Die Ethnologin Vera Bardawelidze (Die ältesten religiösen Vorstellungen und die rituelle graphische Kunst der georgischen Volksstämme, Tbilissi, 1957) erkennt in diesen Herrschaften und ihrer obersten Herrin "die matriarchalische grosse Mutter" Nana und ihre Kinder (vgl Text 9). Zwar wird sie nirgends ausdrücklich Nana genannt, doch ist der Name ausser in der megrelischen Version in jedem der nun folgenden Lieder gegenwärtig.
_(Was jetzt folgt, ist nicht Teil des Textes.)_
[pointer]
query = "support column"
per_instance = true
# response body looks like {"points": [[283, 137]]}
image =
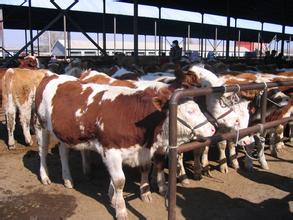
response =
{"points": [[30, 26], [65, 38], [201, 39], [135, 31], [283, 39], [159, 32], [228, 30], [104, 26], [261, 32]]}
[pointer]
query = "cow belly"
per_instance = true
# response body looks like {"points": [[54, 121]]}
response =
{"points": [[133, 156]]}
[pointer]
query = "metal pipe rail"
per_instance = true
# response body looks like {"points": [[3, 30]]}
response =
{"points": [[174, 148]]}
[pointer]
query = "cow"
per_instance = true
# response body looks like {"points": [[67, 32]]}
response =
{"points": [[178, 82], [227, 114], [18, 93], [124, 125]]}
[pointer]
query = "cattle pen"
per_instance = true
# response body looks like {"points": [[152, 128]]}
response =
{"points": [[174, 149]]}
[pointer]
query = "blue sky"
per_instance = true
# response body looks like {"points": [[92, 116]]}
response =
{"points": [[15, 37]]}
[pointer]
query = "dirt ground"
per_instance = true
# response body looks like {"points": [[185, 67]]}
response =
{"points": [[236, 195]]}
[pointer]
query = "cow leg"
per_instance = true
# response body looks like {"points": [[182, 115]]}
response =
{"points": [[260, 145], [113, 161], [10, 113], [223, 160], [233, 155], [272, 144], [86, 163], [66, 175], [158, 174], [111, 193], [205, 161], [182, 177], [197, 168], [42, 136], [280, 135], [25, 120], [145, 193], [291, 132]]}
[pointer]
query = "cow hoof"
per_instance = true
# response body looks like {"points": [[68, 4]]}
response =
{"points": [[197, 176], [46, 181], [68, 184], [146, 197], [235, 165], [280, 146], [224, 168], [185, 182], [207, 173], [122, 215], [11, 147], [265, 166], [163, 190]]}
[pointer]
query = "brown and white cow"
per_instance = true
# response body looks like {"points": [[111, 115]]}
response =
{"points": [[178, 82], [124, 125], [18, 93]]}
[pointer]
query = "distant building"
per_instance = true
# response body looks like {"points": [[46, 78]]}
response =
{"points": [[86, 48]]}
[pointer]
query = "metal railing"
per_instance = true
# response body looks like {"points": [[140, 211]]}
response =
{"points": [[174, 149]]}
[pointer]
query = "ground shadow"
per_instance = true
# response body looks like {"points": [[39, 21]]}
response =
{"points": [[96, 187], [206, 204]]}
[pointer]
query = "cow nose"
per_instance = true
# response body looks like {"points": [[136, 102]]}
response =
{"points": [[213, 130]]}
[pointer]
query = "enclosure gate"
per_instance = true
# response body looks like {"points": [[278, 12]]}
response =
{"points": [[174, 149]]}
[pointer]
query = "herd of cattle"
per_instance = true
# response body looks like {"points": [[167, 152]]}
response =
{"points": [[126, 121]]}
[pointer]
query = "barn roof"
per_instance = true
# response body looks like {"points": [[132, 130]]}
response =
{"points": [[16, 17], [271, 11]]}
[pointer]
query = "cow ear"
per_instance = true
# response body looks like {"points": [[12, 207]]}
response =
{"points": [[164, 95], [158, 103]]}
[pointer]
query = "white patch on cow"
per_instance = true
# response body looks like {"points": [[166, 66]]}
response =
{"points": [[95, 73], [142, 85], [100, 124], [116, 91], [46, 106], [121, 72], [81, 128]]}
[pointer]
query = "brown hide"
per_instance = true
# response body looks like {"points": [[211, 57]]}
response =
{"points": [[128, 120]]}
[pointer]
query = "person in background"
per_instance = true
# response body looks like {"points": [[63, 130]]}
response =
{"points": [[175, 52], [280, 60]]}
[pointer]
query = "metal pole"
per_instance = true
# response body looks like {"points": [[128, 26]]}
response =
{"points": [[122, 43], [145, 52], [41, 32], [188, 37], [159, 32], [283, 39], [172, 161], [239, 38], [155, 38], [30, 26], [114, 34], [261, 39], [65, 38], [38, 44], [258, 44], [228, 29], [104, 26], [49, 43], [235, 42], [289, 47], [135, 30], [201, 39], [69, 42], [216, 39], [2, 32], [25, 40]]}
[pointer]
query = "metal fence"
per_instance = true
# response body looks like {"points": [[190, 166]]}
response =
{"points": [[174, 149]]}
Diese gleichen sich nicht nur im Text; auch melodisch benützen die meisten von ihnen eine einheitliche Formel, von der Elemente auch in anderen Gesängen zu hören sind: im Wiegenlied aus Pshavi (27), im Reigen bei der Geburt eines Sohnes (32) oder in Gonja (1) und Elia (35), die eine Aenderung des Wetters beschwören.

- 17. Iavnana..., Ratsch'a (Nino Schwelidze und Nat'o Zumbadze, soli), aufgez. 1962 im Bezirk Oni von Mindia Jordania.
"O Veilchen, Nana, ihr Herrschaften, o Rosen, ihr Herrschaften, / vergnügt euch, besänftigt euch, o Rosen, ihr Herrschaften."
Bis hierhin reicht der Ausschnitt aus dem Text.